We have not made any corrections for different treatment platforms, and have considered the most commonly used platforms of LINACs, Cyberknife and Gamma Knife as equivalent. While dosimetric data exists suggesting a difference in coverage and dose spill, no randomised prospective trials have shown a different in outcomes, whether tumour response or complication rates [44]. Advancements in the ability to deliver SRT with LINACs, coupled with their comparative availability, will likely increase its use for SRT in the future. Given much of the current data is based on the Gamma Knife platform, future studies will need to assess whether a change in platform leads to different outcomes in survival and tumour response.

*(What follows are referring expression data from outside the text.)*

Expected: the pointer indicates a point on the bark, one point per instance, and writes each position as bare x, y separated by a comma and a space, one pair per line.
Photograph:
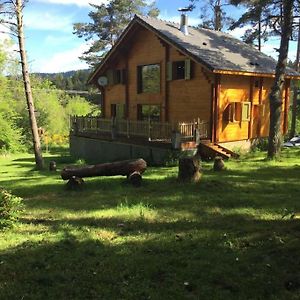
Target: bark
189, 170
295, 96
219, 164
30, 103
275, 138
124, 168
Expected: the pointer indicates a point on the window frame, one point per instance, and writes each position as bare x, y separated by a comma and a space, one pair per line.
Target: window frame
146, 118
140, 88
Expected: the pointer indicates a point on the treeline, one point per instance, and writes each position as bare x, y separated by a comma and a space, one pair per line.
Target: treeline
53, 109
72, 80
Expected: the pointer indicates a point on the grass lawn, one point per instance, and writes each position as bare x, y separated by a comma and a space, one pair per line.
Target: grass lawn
232, 236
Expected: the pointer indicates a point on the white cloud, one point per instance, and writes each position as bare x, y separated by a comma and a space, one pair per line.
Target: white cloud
63, 61
48, 21
80, 3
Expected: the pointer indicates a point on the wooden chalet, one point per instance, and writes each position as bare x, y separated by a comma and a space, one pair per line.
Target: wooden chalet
210, 87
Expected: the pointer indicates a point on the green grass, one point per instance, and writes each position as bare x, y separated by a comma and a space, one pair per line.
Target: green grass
229, 237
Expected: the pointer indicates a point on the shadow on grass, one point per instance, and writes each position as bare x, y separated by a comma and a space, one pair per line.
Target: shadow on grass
195, 264
270, 188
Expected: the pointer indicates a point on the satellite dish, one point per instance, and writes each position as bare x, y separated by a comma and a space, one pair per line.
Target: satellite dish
102, 81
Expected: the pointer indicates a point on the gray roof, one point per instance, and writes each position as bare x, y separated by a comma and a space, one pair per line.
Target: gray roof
218, 51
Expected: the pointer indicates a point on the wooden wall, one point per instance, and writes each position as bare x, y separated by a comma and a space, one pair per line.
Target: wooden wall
232, 89
190, 99
250, 89
187, 99
115, 94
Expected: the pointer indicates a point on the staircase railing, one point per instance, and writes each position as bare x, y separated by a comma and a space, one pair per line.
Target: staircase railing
152, 130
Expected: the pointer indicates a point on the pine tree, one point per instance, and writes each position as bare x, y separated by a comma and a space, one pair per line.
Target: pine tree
213, 14
13, 9
107, 23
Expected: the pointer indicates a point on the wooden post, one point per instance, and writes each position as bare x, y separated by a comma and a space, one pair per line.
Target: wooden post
128, 128
149, 129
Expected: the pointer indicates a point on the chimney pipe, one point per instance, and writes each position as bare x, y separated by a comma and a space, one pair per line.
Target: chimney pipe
184, 24
184, 19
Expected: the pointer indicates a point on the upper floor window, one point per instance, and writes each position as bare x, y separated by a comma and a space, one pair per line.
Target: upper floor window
117, 76
179, 70
148, 112
149, 79
118, 111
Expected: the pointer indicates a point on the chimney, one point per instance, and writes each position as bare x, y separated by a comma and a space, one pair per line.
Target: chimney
184, 19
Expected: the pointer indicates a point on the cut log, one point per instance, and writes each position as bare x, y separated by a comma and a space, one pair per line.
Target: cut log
52, 166
135, 179
124, 168
219, 164
75, 183
189, 169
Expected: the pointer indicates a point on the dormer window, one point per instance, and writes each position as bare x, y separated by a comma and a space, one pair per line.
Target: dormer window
179, 70
148, 79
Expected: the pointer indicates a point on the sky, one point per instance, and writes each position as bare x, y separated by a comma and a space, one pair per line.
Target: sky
52, 46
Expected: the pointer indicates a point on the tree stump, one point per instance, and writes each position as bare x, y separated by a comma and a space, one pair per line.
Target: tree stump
189, 170
75, 183
52, 166
219, 164
135, 179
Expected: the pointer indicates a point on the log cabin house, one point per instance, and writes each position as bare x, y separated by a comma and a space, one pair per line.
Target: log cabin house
210, 87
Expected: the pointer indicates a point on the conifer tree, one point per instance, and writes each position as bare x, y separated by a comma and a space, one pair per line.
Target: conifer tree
13, 10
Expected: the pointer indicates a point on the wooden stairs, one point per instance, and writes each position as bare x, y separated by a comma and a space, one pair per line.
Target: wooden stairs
208, 149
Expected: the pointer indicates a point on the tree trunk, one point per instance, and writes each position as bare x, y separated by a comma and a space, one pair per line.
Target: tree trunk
130, 168
296, 82
275, 138
30, 104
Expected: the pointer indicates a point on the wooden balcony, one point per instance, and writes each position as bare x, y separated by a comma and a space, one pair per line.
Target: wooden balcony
144, 130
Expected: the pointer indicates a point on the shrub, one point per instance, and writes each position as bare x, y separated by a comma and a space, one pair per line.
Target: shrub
10, 208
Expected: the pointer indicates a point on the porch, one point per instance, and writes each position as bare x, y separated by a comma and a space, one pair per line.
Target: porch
172, 135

In conclusion, this systematic review and meta-analysis provides insight into the survival outcomes of patients treated with SRS for ten or more BMs. Outcomes are similar to those published for unselected patients treated with SRS for more than one BM, downplaying the importance of number of BMs in patient survival. A meta-analysis of five studies demonstrated a significant survival difference in patients with ten or more BMs treated with SRS versus control, a finding not seen when reviewing the largest single analysis alone. However the lower limit of the 95% confidence interval was close to unity and data is likely to be effected by confounding factors for survival such as volume of disease. Our data suggests SRS is a suitable option for selected patients with ten or more BMs. Future work would ideally be in the form of a randomised, controlled clinical trial. Observational data requires more extensive detail on the primary malignancy, on additional intracranial and systemic treatments received, and on rates of radiation necrosis.